Burials in the 1940s and 1950s cost about $500, equivalent to almost $10,000 today, including the casket. Many families paid 25 cents each week for burial insurance.

“Our goal was to ensure everyone had access to burial insurance,” Cooper said. “A few of our customers lived in an area called Hickory Street, home to the poorest of the poor in our community. They brought in their quarters every week.

“That shows how important burying loved ones with dignity was to Black families. They wanted the best funeral they could buy.” 

Major General Gary Cooper/Photo by Lynn Oldshue

Cooper was once asked if he would be interested in buying Oaklawn Cemetery.
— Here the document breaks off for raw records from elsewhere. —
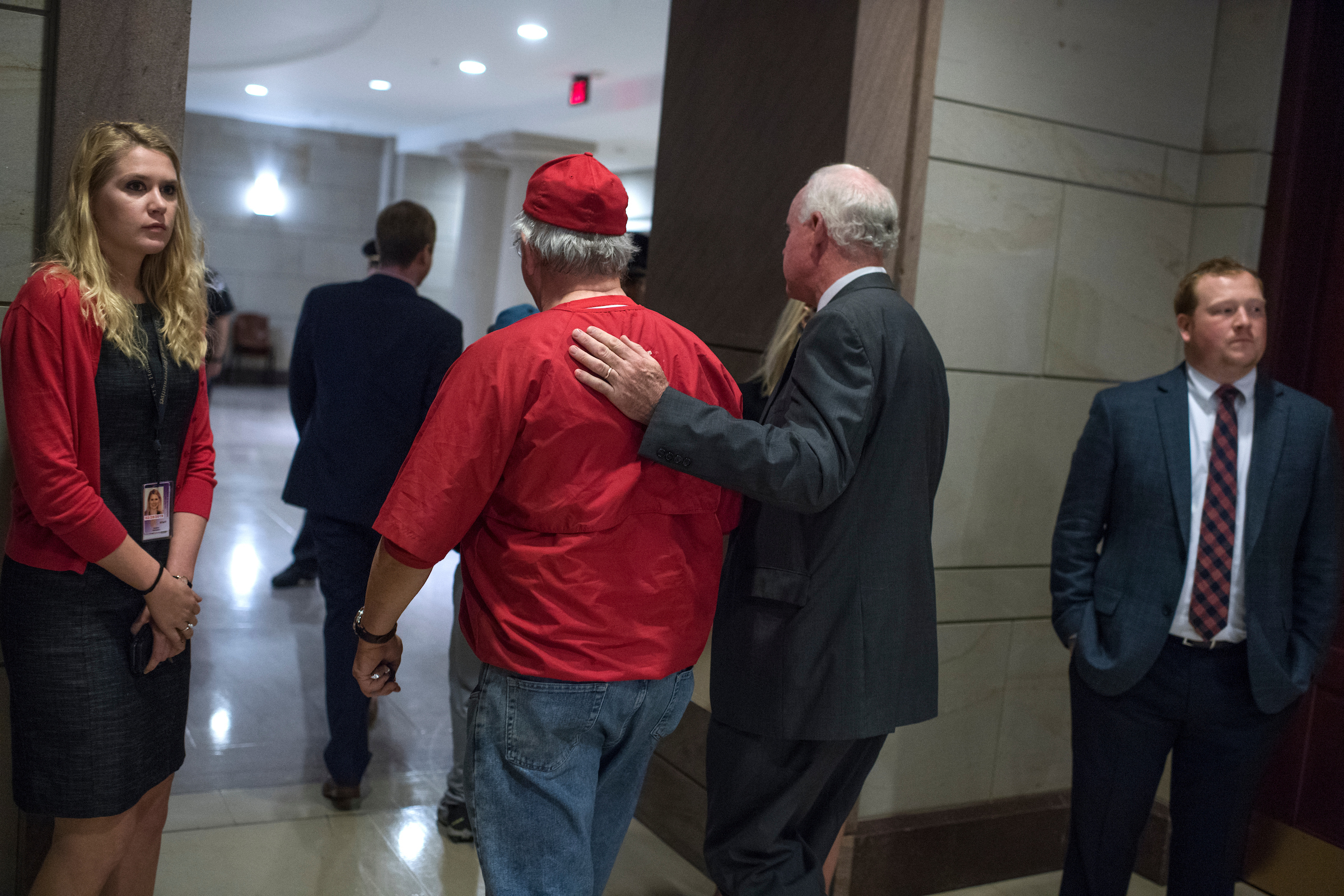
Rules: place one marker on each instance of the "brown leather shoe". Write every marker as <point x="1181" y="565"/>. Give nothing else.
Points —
<point x="344" y="797"/>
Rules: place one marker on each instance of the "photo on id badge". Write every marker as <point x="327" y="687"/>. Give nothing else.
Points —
<point x="158" y="511"/>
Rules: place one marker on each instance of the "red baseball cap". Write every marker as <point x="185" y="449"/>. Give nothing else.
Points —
<point x="577" y="193"/>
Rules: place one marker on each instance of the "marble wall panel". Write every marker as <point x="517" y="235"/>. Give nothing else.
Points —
<point x="1180" y="175"/>
<point x="1009" y="450"/>
<point x="1228" y="231"/>
<point x="948" y="759"/>
<point x="1120" y="260"/>
<point x="339" y="260"/>
<point x="992" y="593"/>
<point x="333" y="186"/>
<point x="1234" y="179"/>
<point x="1034" y="747"/>
<point x="1043" y="148"/>
<point x="1133" y="69"/>
<point x="21" y="96"/>
<point x="1247" y="74"/>
<point x="437" y="183"/>
<point x="986" y="267"/>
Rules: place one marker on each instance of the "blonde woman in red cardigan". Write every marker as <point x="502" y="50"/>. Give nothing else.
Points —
<point x="105" y="399"/>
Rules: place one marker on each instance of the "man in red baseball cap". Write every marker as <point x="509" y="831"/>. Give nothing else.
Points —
<point x="590" y="575"/>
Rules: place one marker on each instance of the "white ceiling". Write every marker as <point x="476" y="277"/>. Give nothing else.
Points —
<point x="316" y="58"/>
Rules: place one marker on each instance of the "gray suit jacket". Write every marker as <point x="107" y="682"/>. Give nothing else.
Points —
<point x="825" y="624"/>
<point x="1130" y="493"/>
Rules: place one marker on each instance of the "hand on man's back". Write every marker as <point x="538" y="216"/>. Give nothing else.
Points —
<point x="622" y="370"/>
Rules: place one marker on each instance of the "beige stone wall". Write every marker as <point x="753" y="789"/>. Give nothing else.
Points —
<point x="331" y="183"/>
<point x="1084" y="156"/>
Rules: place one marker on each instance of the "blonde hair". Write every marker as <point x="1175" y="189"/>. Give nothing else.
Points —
<point x="788" y="331"/>
<point x="174" y="280"/>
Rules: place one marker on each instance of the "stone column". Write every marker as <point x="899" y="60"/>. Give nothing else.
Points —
<point x="484" y="178"/>
<point x="522" y="153"/>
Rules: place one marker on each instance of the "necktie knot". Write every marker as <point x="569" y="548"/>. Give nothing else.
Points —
<point x="1228" y="394"/>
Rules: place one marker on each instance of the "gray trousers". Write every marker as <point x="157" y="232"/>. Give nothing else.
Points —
<point x="464" y="671"/>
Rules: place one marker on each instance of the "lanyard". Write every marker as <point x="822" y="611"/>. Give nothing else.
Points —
<point x="158" y="394"/>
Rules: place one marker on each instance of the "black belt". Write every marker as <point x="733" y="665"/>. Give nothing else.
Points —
<point x="1206" y="645"/>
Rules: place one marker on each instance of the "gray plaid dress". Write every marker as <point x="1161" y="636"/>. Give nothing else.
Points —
<point x="91" y="738"/>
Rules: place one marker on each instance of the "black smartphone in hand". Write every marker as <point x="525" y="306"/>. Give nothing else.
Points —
<point x="142" y="649"/>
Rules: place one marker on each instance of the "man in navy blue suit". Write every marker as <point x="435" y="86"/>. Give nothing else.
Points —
<point x="368" y="358"/>
<point x="1195" y="578"/>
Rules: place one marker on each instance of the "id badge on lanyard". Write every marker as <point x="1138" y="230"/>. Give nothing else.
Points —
<point x="156" y="511"/>
<point x="156" y="497"/>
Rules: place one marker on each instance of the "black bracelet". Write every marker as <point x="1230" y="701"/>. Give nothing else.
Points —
<point x="146" y="593"/>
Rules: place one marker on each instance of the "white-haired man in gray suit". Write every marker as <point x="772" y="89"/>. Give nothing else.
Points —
<point x="824" y="638"/>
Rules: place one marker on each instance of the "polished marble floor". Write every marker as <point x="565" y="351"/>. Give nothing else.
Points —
<point x="246" y="814"/>
<point x="1047" y="884"/>
<point x="257" y="715"/>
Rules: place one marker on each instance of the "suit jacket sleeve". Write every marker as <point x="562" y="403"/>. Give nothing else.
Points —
<point x="42" y="429"/>
<point x="1316" y="567"/>
<point x="1082" y="521"/>
<point x="303" y="378"/>
<point x="803" y="465"/>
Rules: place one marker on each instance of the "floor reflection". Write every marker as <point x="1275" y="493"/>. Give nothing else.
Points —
<point x="256" y="716"/>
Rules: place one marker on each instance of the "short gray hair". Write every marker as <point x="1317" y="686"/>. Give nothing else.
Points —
<point x="572" y="251"/>
<point x="861" y="213"/>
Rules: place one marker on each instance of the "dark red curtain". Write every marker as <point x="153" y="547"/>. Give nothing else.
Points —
<point x="1303" y="267"/>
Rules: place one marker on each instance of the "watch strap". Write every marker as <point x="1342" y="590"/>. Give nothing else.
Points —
<point x="367" y="636"/>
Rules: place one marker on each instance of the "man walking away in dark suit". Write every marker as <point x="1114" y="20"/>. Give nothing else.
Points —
<point x="1195" y="578"/>
<point x="824" y="640"/>
<point x="368" y="358"/>
<point x="304" y="568"/>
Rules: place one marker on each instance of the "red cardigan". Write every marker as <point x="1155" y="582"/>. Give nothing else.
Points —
<point x="49" y="356"/>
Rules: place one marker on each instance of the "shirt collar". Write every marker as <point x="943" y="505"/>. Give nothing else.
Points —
<point x="402" y="281"/>
<point x="844" y="281"/>
<point x="596" y="302"/>
<point x="1203" y="388"/>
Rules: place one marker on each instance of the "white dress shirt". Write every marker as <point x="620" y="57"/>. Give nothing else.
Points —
<point x="844" y="281"/>
<point x="1203" y="413"/>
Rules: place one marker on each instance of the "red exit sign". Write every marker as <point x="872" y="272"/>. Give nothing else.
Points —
<point x="578" y="90"/>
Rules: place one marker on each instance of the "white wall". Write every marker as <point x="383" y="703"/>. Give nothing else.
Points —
<point x="1084" y="157"/>
<point x="331" y="182"/>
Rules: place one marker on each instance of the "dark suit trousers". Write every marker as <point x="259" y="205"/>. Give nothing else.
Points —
<point x="1198" y="706"/>
<point x="306" y="550"/>
<point x="344" y="555"/>
<point x="776" y="808"/>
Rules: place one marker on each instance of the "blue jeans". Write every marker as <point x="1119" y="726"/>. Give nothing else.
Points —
<point x="554" y="772"/>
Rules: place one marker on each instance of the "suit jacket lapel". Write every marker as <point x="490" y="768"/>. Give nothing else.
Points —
<point x="1173" y="405"/>
<point x="1267" y="446"/>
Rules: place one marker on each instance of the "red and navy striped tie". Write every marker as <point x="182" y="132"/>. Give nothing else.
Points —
<point x="1218" y="527"/>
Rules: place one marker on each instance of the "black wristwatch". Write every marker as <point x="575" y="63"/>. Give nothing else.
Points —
<point x="363" y="633"/>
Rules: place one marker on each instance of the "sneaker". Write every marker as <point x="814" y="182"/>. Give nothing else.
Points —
<point x="293" y="575"/>
<point x="454" y="821"/>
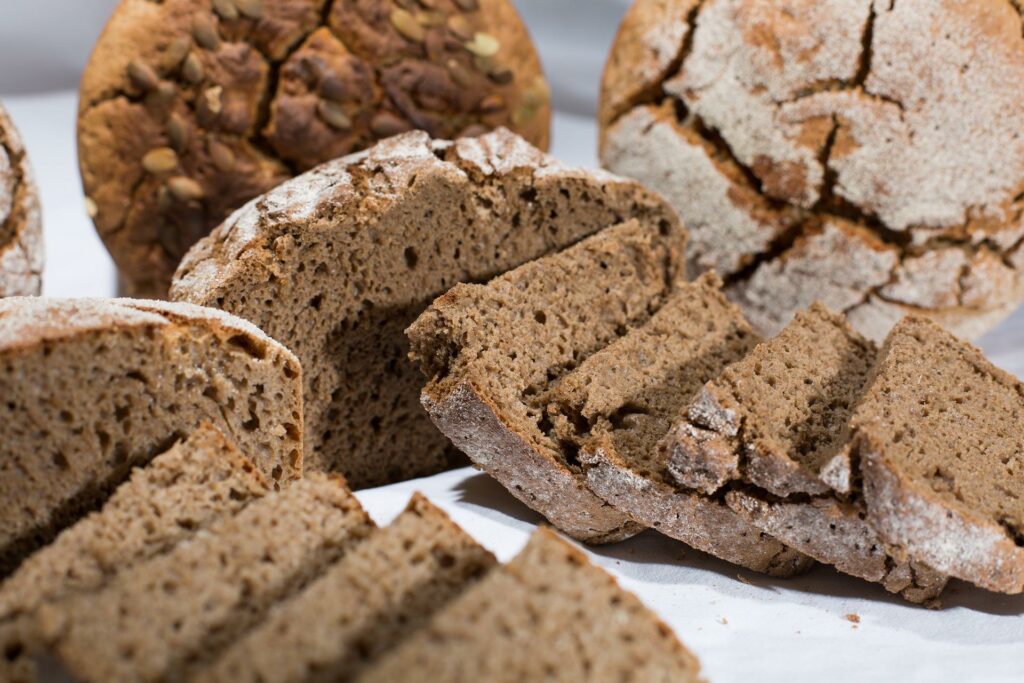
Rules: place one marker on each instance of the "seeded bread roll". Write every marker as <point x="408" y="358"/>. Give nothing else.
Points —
<point x="866" y="154"/>
<point x="364" y="605"/>
<point x="939" y="442"/>
<point x="223" y="99"/>
<point x="338" y="262"/>
<point x="493" y="350"/>
<point x="163" y="619"/>
<point x="548" y="615"/>
<point x="92" y="388"/>
<point x="185" y="489"/>
<point x="20" y="219"/>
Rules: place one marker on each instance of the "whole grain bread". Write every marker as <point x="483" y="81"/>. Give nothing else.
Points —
<point x="226" y="98"/>
<point x="771" y="433"/>
<point x="364" y="605"/>
<point x="92" y="388"/>
<point x="164" y="617"/>
<point x="491" y="352"/>
<point x="547" y="615"/>
<point x="619" y="403"/>
<point x="939" y="442"/>
<point x="190" y="486"/>
<point x="818" y="150"/>
<point x="20" y="218"/>
<point x="338" y="262"/>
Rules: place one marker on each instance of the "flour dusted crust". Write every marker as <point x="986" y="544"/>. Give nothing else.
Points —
<point x="20" y="219"/>
<point x="223" y="99"/>
<point x="864" y="153"/>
He declined.

“The place is way too big to not have perpetual care,” Cooper said. “Who is going to pay to keep it clean?”

Cooper said he admires and supports the groups trying to keep up Oaklawn, because his father, AJ. Cooper, is buried there. 

“My father tried to integrate Mobile’s Catholic schools for a better education for my siblings and other families,” Cooper said.

After several confrontations and an unsuccessful attempt by A.J. Cooper Sr. to get a younger son enrolled at McGill-Toolen, the Cooper children were banned from any Catholic school in the diocese.

“My dad went downhill at a rapid pace after that,” Cooper said. “The fight for integration and a better education for his children broke him at his core. As a result, I came home to take over the business.”

Ellis said that despite the legacy of those buried in Oaklawn, the cemetery became “essentially abandoned and forgotten by the 1990s as the business maintenance model failed.”

“Families moved away and communities changed,” Ellis said. “But Oaklawn remains with graves buried in the grass and headstones peeking out from the shifted ground, asking us to find out more.”

The ultimate question is who is going to take care of the cemetery, Ellis said. 

“How are we going to save our history?”